Aber die Liebe Gottes hat noch wunderbarere Wege erdacht, um uns wie mit einer nie untergehenden Sonne zu erwärmen und zu beleben. "Nehmt", sprach er, "trinket, esset, das ist mein Fleisch und Blut, damit ihr nie vergesset, was meine Liebe tut." – Du Gott der Majestät, was hat dich bewogen, vom lichtumflossenen Thron des Vaters herabzusteigen auf die ungastliche Erde? Die Antwort, die uns entgegenkommt aus dem Tabernakel, sagt es uns: die Liebe! – Was hat dich bewogen, nicht nur hin und wieder, etwa während der Heiligen Messe, sondern immer unter uns zu sein? Die Liebe! – Nicht bloß in einer einzigen Stadt oder in einem einzigen Lande zu weilen, sondern an allen Straßen und Wegen, wo eine Kirche ist? Die Liebe, die Liebe! – Und das Audienzgeben, nicht bloß den Vornehmen, sondern auch den Armen, den Niedrigen, den Häßlichen, selbst in die Krankenstube und Kerker zu gehen, was hat dich dazu vermocht? Wiederum: die Liebe!

Ja, jetzt glaube ich es ganz, was in der schwindelnden Höhe der Dreifaltigkeit unerreichbar zu schweben schien, jetzt ist es uns auf den Altären greifbar nahe gekommen, das Johanneswort: Gott ist die Liebe!

Unsere Gegenliebe

Wer sollte ihn nicht wiederlieben! Unter dem weißen Schleier des Brotes birgt sich der Schönste unter den Menschenkindern (Ps 44,3). Dort ist die Lichtgestalt seines verklärten Leibes mit den strahlenden fünf Wunden; dort dieser herrliche Verstand, der einst seine Gegner verstummen machte und die wunderbaren Gleichnisse ersann; dort sein Herz, so voll von Gemüt und seiner Empfindung, mächtig schlagend für all die großen und kleinen Anliegen der Menschheit. Und dieses himmlisch liebeswürdige Menschenwesen ist ganz und gar überstrahlt von dem Glorienschein seiner Gottheit, ganz hineingetaucht in die übermächtige Schönheit und Größe Gottes.

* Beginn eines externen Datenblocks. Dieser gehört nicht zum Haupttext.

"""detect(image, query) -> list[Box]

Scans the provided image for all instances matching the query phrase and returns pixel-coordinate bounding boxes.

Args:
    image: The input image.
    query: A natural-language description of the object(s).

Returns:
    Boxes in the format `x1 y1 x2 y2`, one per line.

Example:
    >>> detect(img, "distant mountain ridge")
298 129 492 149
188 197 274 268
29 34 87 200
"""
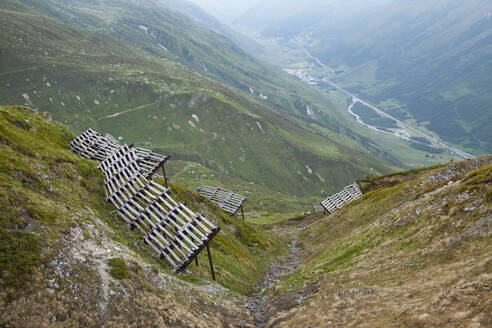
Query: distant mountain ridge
0 0 423 205
236 0 492 154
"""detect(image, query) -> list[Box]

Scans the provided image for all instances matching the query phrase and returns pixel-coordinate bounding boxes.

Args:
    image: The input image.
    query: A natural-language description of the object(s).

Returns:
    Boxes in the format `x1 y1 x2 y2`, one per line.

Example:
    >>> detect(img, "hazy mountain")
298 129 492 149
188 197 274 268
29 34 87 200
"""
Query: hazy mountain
0 0 423 202
161 0 263 54
238 0 492 153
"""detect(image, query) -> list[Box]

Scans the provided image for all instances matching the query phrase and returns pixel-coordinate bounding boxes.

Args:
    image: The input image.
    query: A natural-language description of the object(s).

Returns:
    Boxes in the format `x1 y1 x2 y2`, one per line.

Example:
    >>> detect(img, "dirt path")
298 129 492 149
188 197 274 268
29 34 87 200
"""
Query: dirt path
244 232 301 328
97 102 156 121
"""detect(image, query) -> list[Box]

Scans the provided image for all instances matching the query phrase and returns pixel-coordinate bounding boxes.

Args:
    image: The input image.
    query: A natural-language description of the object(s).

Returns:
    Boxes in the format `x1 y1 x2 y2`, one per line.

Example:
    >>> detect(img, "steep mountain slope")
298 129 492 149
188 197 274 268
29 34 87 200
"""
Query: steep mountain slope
0 107 492 327
236 0 492 153
161 0 264 54
0 1 416 202
0 107 281 327
258 155 492 327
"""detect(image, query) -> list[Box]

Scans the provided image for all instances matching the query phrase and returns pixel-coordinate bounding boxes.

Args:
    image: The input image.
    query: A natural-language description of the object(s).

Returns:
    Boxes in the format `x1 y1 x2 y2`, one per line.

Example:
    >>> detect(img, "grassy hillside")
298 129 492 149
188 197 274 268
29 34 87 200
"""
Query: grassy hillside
0 107 282 327
260 155 492 327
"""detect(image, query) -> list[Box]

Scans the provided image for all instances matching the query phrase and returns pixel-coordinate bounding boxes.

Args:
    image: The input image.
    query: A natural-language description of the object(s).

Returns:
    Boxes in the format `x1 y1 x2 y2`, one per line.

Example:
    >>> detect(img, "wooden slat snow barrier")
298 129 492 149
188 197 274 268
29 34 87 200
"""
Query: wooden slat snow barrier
69 129 171 186
99 146 220 280
320 182 362 214
196 185 246 220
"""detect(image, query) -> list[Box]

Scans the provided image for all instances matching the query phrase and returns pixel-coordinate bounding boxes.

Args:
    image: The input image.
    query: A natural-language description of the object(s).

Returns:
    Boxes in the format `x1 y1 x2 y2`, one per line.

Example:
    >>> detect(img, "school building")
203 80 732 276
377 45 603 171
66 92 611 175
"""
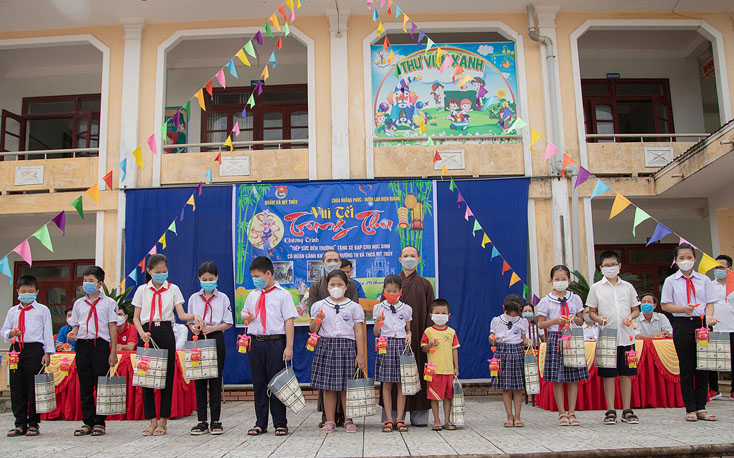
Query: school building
0 0 734 330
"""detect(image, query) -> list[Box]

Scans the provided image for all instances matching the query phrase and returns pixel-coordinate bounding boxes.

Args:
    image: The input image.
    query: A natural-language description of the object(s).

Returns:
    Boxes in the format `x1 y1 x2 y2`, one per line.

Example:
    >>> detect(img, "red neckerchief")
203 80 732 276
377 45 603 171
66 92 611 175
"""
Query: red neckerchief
255 286 275 335
148 285 170 324
84 294 102 345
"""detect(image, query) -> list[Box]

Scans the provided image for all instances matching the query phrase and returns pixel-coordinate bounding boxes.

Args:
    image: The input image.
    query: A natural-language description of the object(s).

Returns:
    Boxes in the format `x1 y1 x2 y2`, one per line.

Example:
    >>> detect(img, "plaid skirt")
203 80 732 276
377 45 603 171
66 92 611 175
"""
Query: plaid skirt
543 331 589 383
375 337 405 383
492 342 525 391
311 337 357 391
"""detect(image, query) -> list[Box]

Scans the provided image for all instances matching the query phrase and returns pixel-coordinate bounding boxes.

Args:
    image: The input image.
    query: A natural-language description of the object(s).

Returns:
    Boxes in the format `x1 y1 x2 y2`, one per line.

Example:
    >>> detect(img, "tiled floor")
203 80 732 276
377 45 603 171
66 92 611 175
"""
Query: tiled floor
0 397 734 458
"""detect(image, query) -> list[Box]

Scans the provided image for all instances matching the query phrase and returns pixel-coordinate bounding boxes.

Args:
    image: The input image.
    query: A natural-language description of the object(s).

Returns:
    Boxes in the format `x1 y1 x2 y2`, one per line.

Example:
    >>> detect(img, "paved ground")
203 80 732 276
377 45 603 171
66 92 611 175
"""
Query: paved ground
0 397 734 458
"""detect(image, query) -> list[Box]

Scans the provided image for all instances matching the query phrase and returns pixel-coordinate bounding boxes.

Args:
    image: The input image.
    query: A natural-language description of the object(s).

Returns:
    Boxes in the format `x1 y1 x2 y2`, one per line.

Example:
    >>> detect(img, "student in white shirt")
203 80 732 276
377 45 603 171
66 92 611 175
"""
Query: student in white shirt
67 266 117 436
586 251 640 424
133 254 203 436
660 243 718 421
0 275 56 437
242 256 298 436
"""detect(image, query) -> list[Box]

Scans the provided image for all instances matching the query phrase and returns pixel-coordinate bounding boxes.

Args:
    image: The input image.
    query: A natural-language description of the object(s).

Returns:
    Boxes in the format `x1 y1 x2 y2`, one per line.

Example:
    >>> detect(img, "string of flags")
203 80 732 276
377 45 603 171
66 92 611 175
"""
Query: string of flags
0 0 301 290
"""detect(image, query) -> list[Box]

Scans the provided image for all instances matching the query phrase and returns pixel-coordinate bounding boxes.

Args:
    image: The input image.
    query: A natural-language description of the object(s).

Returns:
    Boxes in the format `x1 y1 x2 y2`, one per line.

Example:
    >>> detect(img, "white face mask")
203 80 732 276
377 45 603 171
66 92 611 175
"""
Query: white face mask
329 287 344 299
553 280 568 291
431 313 449 326
676 259 696 271
601 266 619 278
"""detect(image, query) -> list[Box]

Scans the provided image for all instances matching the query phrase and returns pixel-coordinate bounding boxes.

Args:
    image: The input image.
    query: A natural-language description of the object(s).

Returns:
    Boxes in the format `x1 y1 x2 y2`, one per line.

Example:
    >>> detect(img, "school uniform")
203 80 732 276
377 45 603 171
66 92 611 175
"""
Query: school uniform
586 277 640 378
242 283 298 430
69 291 117 428
311 297 364 391
0 301 56 431
372 300 413 383
660 270 716 413
186 288 234 422
489 313 529 391
535 291 589 383
133 280 184 420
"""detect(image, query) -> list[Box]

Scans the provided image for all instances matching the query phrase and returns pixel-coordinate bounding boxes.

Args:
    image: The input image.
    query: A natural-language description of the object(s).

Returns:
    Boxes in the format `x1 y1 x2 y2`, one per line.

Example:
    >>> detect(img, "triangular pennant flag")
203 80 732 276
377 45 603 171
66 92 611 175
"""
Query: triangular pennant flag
573 167 591 189
0 256 13 285
227 59 239 78
609 193 632 219
102 170 112 189
51 210 66 237
87 183 99 203
591 178 612 199
482 232 492 248
71 196 84 219
700 250 721 275
632 207 650 237
33 225 54 253
543 142 559 164
645 223 676 247
194 89 206 111
13 239 33 266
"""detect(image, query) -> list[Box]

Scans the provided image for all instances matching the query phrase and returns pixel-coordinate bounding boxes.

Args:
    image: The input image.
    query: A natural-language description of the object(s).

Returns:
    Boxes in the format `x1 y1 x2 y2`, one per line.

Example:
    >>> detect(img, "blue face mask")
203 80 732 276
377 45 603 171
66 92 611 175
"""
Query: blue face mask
82 281 97 295
18 293 38 304
252 277 265 289
150 272 168 285
199 280 217 291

Welch ein Wesen ist Christus! Wer sollte ihn nicht lieben!

Simon, Sohn des Jonas, liebst du mich mehr als diese? So fragt heute der Heiland dich, katholischer Mann, dich, seinen Jünger. Unbedenklich antwortest du: ja Herr, du weißt, daß ich dich liebe. – Aber nicht nur in dieser Gnadenstunde, wo uns die Liebe zu Gott so leicht fällt, sondern in allen Lebenslagen... Simon, Sohn des Jonas, liebst du mich? Wie ein Gelöbnis wiederum deine Antwort: Ja Herr, du weißt, daß ich dich liebe. – Muß Jesus ein drittes Mal fragen, weil du ihn vielleicht nicht immer geliebt, ihn vielleicht dreimal oder öfter verleugnet, vielleicht sogar verraten, durch Todsünden die Liebe zu Gott getötet hast... Simon, Sohn des Jonas, liebst du mich? Da wurde Petrus traurig, weil ihn der Herr zum dritten Male fragte. Aber seine Reuetränen über seine Schuld, sein Haß gegen die Sünde, seine Hingabe an Jesus berechtigten ihn dazu, die Frage seines Gottes zu bejahen – o ihr Männer, ihr müßt auch mit Petrus bereuen und euch abwenden von dem, was die Liebe betäubt oder gar tötet, abwenden von jeder Sünde, ganz besonders von der Todsünde, um dann mit Petrus schlicht und wahr sagen zu dürfen: Herr, du weißt alles, du weißt auch, daß ich dich liebe!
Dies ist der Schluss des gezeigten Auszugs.